Com tantos mestrados,
doutorados e diplomas,
certificados de conhecimento,
especialistas de momento,
manuais de instrução e quebra,
seguro contra quebra, seguro
contra morte, roubo, furto,
incêndio, será que estamos
seguros? remédio contra gripe,
rouquidão, homossexualidade,
catarro, remédio contra burrice,
contra feiura, espinhas, contra
nós mesmos e os bons efeitos
colaterais: pseudotumor cerebral,
alucinações, delírio, visão
turva, manchas na pele, perda
parcial do tato, do olfato, da
decência, da humildade, da
humanidade e da noção plena de
desumano, queimaduras, sangramento,
psicose, dores musculares, coriza e
perda de opinião justamente quando tem
tanta gente gritando "vote" porque
é bom você votar e comer e fumar
e beber e transar sem querer transar,
ser batizado e ter que rezar:
rezar por ter transado e votado
e comido e fumado e bebido do
jeito errado, ganhar um papel
que diz que você foi perdoado
por tudo que você já fez ou
deixou de fazer por medo:
medo de morrer, de cair, de
se envergonhar, de chorar, de
sorrir, de tentar e não conseguir,
de sossegar o pensamento e dormir,
medo de sofrer, de voltar, de andar
sozinho e não chegar porque disseram
que tem que ter medo de andar só,
de dormir só, de morrer só, mas aí
já é tarde porque você tem medo de
viver, então pra que servem tantos
mestrados e doutorados e diplomas,
tantos assassinos de oportunidade,
tantos sequestradores de vontade,
certificados do emburrecimento e
do processo de ignorância plena
quando todos nós, sem exceção,
somos iguais na fila do pão?
Entre os demônios da escuridão e os maus espíritos do crepúsculo, entre os sussurros e os sonhos turvos de uma noite fria, eu me escondo na tua luz; planto meu sossego em uma lembrança de nós e durmo até o sol raiar.

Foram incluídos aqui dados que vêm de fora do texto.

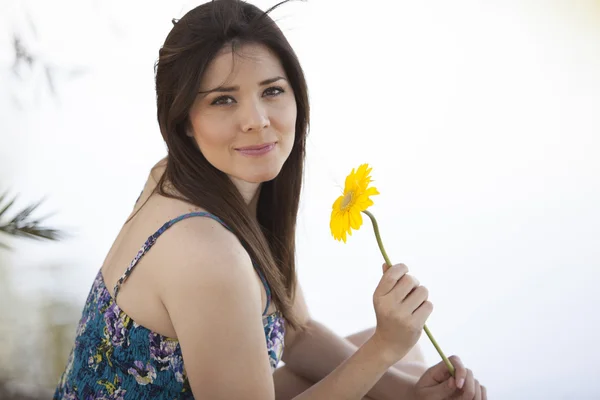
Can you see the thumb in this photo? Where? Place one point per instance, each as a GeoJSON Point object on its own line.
{"type": "Point", "coordinates": [437, 374]}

quarta-feira, 4 de março de 2015

plástico

Estou afundando em um
lodo de monotonia com
cigarros velhos e tossidos
de uma boca rouca e sem
voz, sem cor, sem sangue
sangrando frio e dor
vomitando lembranças em
banheiros sujos de bar
e digerindo o passado
com a acidez do amanhã
quero esconder entre as
almofadas velhas e mofadas
o meu rosto velho e tosco
quero arrancar-me a pele
triturar-me em medo e
embrulhar, em saco plástico
meu estômago pra viagem.

terça-feira, 3 de março de 2015

Regozijo.

Quero poder te agarrar, te chupar,
me enfiar em ti e tirar.
Quero te fazer gritar, gemer,
uivar de prazer e de cura.
Quero que, de tua testa,
gotas de suor pinguem,
como um silencioso "obrigado".
Quero te lamber dos pés às orelhas,
passando pelos mais indizíveis e
insensatos cantos da tua pele.
Quero as voltas dos teus mamilos e
a suavidade dos teus outros lábios.
Quero que minha mão faça parte de ti
e que minha boca sinta o teu amargo gosto.
Quero te arrancar da pele que te aprisiona
e te meter tão forte que viraremos um só.
Quero destruir-te, desejar-te e te refazer,
quero te saciar e te insaciar,
quero te viciar em mim;

Conscious.

It makes no sense that, in one moment, you mean the world to someone and, in another, you mean nothing. Life can be so pathetic, meaningless in the beauty of the universe, yet so painful. It's like I never meant anything to anyone because it always fades away. People forget and time passes by, but somehow I remain here (do I?), and that's depressing. I don't think I have a real motive to be sad, but I can't find anything that makes me happy. It's an existential crisis, I guess. I don't know why I exist and I fail to see what good I'm doing in this world. I'm empty, just like everyone else. Except I'm conscious of my emptiness.

segunda-feira, 2 de março de 2015

122,5km

Considero tua presença um escuro de palavras
e tua ausência um escuro de idéias.
Considero a tua voz carinho
e teu calar castigo.
Penso no teu andar sozinho
e no que ele faz comigo.
O que ele fez comigo?
Eu penso em não te pensar
mas aí eu paro, não adianta.
Como adianta o tempo pra te ver?
De que adianta o tempo passar
Se ele passa e você vai pra lá?
Se eu passo a ver que você já passou?